Questions to Ask Yourself : Search and Evaluation are tightly tied together!

Relevance

  • Do my terms or ideas related to my terms turn up in the title, abstract, or source title?

Date or Time

  • Does the publication date show it fits in my time period?
  • Does the publication date
  • Does the title indicate that the time period covered in the item relates to the time period I’m studying?

Amount of results

  • Am I getting too much (feeling overwhelmed?)
  • Am I getting too little (feeling like there’s nothing to build on)

Suitability

  • What is it?  (video?  Article? Book?)
  • How long is it (7 page article? 30 page article, 300 page thesis?
  • Is it appropriately scholarly and reliable?
  • If not scholarly, is it from a reliable source?

Use Search fields to decrease or increase your results

Search one area/field (e.g. title)  to set limits on your search. This will help you.  

  • Sometimes your first search finds little. In library-land we call this "too narrow".
  • So you will want to modify the search and try to get more results. In library-land we say you want to "broaden" the search.
  • For example, go from searching the title only, to searching the full-text.

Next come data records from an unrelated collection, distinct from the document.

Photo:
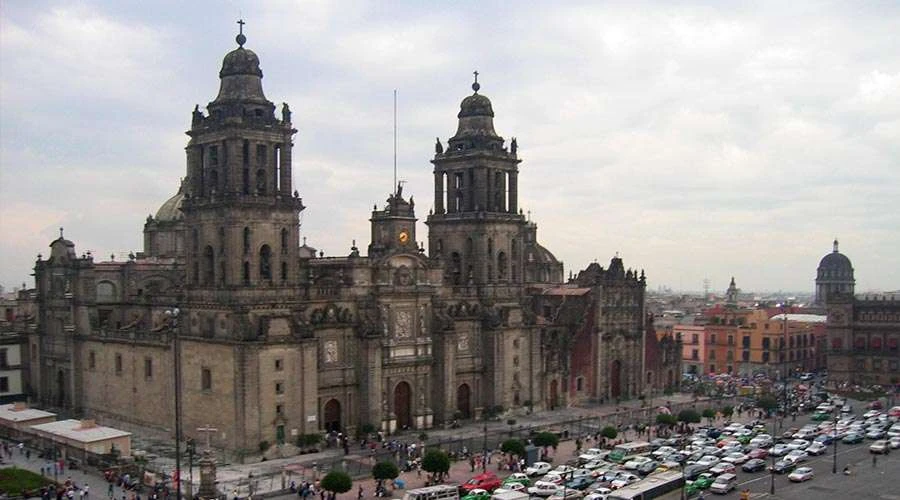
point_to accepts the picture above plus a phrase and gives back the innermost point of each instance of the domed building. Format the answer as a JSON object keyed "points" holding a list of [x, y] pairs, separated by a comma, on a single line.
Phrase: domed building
{"points": [[279, 340], [833, 276]]}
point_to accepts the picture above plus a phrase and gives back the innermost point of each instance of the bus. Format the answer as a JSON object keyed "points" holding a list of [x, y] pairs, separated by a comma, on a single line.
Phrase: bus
{"points": [[437, 492], [662, 485], [626, 451]]}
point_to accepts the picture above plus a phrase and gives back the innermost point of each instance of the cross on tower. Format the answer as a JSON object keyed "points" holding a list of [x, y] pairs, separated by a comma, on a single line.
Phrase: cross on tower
{"points": [[208, 431]]}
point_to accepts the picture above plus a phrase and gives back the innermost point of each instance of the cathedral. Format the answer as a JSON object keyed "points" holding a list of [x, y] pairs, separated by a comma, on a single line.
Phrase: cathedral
{"points": [[278, 340]]}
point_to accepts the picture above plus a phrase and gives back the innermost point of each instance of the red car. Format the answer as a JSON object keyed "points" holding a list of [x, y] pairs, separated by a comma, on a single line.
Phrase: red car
{"points": [[486, 481]]}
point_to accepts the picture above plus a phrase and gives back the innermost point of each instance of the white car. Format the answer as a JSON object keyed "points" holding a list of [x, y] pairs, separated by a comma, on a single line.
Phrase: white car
{"points": [[736, 458], [801, 474], [543, 489], [798, 444], [816, 448], [538, 469], [797, 456], [623, 480], [636, 462]]}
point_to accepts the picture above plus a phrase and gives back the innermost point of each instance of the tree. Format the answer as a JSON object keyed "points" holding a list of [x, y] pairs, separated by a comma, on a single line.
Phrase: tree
{"points": [[689, 416], [513, 447], [666, 419], [385, 470], [337, 482], [609, 432], [545, 439], [727, 411], [436, 462]]}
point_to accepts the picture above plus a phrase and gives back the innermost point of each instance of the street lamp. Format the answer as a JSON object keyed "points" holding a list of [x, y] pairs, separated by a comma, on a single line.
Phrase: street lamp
{"points": [[172, 314]]}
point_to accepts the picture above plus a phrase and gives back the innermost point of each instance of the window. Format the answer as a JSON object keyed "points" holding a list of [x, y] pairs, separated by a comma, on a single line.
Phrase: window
{"points": [[205, 379]]}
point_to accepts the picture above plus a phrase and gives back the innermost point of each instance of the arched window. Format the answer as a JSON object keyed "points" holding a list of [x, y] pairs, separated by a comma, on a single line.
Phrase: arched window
{"points": [[455, 268], [502, 265], [261, 186], [265, 263], [209, 266]]}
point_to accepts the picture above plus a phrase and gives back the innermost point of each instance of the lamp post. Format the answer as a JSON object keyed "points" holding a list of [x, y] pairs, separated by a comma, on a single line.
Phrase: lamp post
{"points": [[176, 353]]}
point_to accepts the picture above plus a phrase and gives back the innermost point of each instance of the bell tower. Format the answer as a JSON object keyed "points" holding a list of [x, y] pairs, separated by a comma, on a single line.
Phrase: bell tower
{"points": [[476, 226], [241, 212]]}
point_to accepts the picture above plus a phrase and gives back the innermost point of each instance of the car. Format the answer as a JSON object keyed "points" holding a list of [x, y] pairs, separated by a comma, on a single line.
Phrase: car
{"points": [[538, 469], [543, 489], [852, 438], [779, 450], [647, 467], [477, 494], [894, 442], [636, 461], [580, 483], [801, 474], [816, 448], [881, 446], [875, 433], [517, 477], [623, 480], [754, 465], [783, 466], [566, 494], [798, 444], [722, 468], [486, 481], [737, 458], [797, 456], [598, 494]]}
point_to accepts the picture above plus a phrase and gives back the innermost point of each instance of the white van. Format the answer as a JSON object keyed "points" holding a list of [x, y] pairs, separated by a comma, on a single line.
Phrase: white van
{"points": [[723, 484]]}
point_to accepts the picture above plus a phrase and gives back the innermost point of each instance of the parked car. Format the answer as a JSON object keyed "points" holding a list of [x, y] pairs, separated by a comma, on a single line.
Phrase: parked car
{"points": [[754, 465], [538, 469], [881, 446], [801, 474]]}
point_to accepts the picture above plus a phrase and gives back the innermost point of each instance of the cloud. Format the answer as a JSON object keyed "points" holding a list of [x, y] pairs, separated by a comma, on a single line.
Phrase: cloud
{"points": [[699, 141]]}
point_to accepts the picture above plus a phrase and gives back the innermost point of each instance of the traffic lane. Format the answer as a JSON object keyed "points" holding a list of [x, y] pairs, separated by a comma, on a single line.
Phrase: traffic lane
{"points": [[837, 486]]}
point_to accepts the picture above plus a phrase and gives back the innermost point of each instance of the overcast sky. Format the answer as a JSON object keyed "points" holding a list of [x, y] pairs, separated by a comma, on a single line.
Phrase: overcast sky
{"points": [[697, 140]]}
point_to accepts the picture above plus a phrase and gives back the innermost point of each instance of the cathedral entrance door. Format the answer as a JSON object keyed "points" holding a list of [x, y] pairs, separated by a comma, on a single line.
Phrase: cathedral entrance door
{"points": [[402, 406], [60, 389], [464, 402], [615, 379], [554, 395], [332, 416]]}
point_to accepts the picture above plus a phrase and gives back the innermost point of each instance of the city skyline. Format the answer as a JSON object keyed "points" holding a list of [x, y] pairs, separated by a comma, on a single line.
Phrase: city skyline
{"points": [[697, 142]]}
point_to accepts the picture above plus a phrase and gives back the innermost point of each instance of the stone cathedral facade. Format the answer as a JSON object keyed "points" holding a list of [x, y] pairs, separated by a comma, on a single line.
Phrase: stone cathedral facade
{"points": [[279, 340]]}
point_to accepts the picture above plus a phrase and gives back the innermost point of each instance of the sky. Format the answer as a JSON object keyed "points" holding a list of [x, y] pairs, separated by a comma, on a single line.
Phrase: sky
{"points": [[698, 140]]}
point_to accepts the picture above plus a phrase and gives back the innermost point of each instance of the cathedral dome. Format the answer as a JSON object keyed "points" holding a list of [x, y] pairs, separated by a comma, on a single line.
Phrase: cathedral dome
{"points": [[240, 61], [170, 211], [835, 264]]}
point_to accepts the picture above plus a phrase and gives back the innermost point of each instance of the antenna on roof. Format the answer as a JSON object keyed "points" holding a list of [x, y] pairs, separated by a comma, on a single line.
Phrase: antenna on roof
{"points": [[394, 186]]}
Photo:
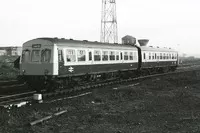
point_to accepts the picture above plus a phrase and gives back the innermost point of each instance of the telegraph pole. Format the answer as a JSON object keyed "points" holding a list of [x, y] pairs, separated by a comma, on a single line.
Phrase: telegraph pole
{"points": [[109, 22]]}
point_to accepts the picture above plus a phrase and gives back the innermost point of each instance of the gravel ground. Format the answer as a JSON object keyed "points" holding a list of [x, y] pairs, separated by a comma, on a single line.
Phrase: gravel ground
{"points": [[164, 104]]}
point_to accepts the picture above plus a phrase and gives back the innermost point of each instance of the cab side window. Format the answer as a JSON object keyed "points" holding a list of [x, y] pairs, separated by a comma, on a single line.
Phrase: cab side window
{"points": [[90, 55], [81, 55], [117, 55], [70, 55], [26, 56], [112, 55], [35, 56], [46, 55], [125, 55], [105, 56], [97, 55]]}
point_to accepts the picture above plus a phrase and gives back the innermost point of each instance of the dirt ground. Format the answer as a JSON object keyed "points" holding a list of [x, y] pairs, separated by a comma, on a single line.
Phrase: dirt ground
{"points": [[168, 104]]}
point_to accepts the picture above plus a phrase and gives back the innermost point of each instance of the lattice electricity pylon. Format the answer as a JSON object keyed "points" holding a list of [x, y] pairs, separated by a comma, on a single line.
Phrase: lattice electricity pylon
{"points": [[109, 22]]}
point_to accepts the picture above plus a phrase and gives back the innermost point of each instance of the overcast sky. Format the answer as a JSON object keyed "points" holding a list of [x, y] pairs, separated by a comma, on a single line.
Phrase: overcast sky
{"points": [[166, 23]]}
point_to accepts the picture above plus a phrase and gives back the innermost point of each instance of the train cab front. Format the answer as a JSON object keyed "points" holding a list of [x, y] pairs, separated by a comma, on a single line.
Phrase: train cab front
{"points": [[37, 64]]}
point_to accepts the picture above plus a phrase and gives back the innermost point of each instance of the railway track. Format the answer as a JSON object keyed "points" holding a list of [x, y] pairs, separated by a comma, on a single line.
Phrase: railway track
{"points": [[11, 99]]}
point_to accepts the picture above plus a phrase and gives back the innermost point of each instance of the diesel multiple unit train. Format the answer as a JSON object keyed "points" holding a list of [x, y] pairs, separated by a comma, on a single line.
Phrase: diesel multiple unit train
{"points": [[52, 62]]}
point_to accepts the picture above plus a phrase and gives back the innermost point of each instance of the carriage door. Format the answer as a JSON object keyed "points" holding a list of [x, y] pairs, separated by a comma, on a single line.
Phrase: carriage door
{"points": [[60, 60], [90, 59]]}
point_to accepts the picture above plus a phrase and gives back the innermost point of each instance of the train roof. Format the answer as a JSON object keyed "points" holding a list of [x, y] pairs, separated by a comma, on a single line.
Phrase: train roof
{"points": [[62, 42], [85, 43], [156, 49]]}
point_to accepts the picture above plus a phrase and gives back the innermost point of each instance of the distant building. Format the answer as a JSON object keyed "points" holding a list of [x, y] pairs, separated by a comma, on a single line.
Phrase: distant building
{"points": [[10, 51]]}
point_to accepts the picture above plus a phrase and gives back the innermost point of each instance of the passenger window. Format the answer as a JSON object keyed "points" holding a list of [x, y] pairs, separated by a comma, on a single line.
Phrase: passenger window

From the first search in a search engine that you do, be aware and critical of what you are finding. Think about what you are searching (title only? full-text? subject?). 

Search field Exampls in Proquest

 

Example: Search fields in Proquest

Search field

Code

Example

Abstract

ab

ab(“marriage portion”)

Title

ti

ti(dowry)

Publication title

Pub

pub(“late imperial china”)

Author

au

au( susan mann)

Year

yr

yr (2008)

subject

su

su(marriage)

Citation Chaining - Web of Science - UNSW Canberra

Citation Chaining - GoogleScholar - Seattle U

Identify Concepts & Keywords

Identify Main Concepts and Keywords

The best way to search most databases is by keywords. You need to "translate" your research question into concepts and keywords to help the database understand what you are looking for.

Example

Topic:  Marriage patterns in Europe and China and Dowry

Question(s):

How did the practice of dowry influence marriage patterns in France and China 1700-1900 in terms of age of marriage and prevalence of marriage? In other ways?

Concept Mapping

  • Concept 1: marriage
  • Concept 2: dowry
  • Concept 3: France
  • Concept 4: China

Map concepts to keywords, Think of...

  •  Synonyms (words with similar meaning)
  •  Related terms (narrower & broader)

Keywords

Concept 1: marriage, marry,  betrothal, wedding...

Concept 2: Dowry, dower, trousseau, marriage portion...

Concept 3: France, French, Paris, Parisian, Bordeaux, Provence....

Concept 4:  China, Chinese, Beijing, Peking, Guangdong...

Example - Search Technique 3 - Boolean Searching

Combining Keywords into search statements using Boolean Connectors

Boolean Operators  (short online tutorial)  Combining the Operators

AND

 - All keywords must appear in the results
– Narrows a search, find less numbers of record

France AND dowry

OR

–Any one or all of the keywords should appear
–Broadens a search, find more

"marriage portion" OR dowry

(  )

Brackets combine keywords of similar concept

 

("marriage portion" OR dowry ) 

AND

(China OR Chinese)

 

Tips:

Don't make your search too long and complicated.

Begin by combining only TWO aspects (focus areas) at a time.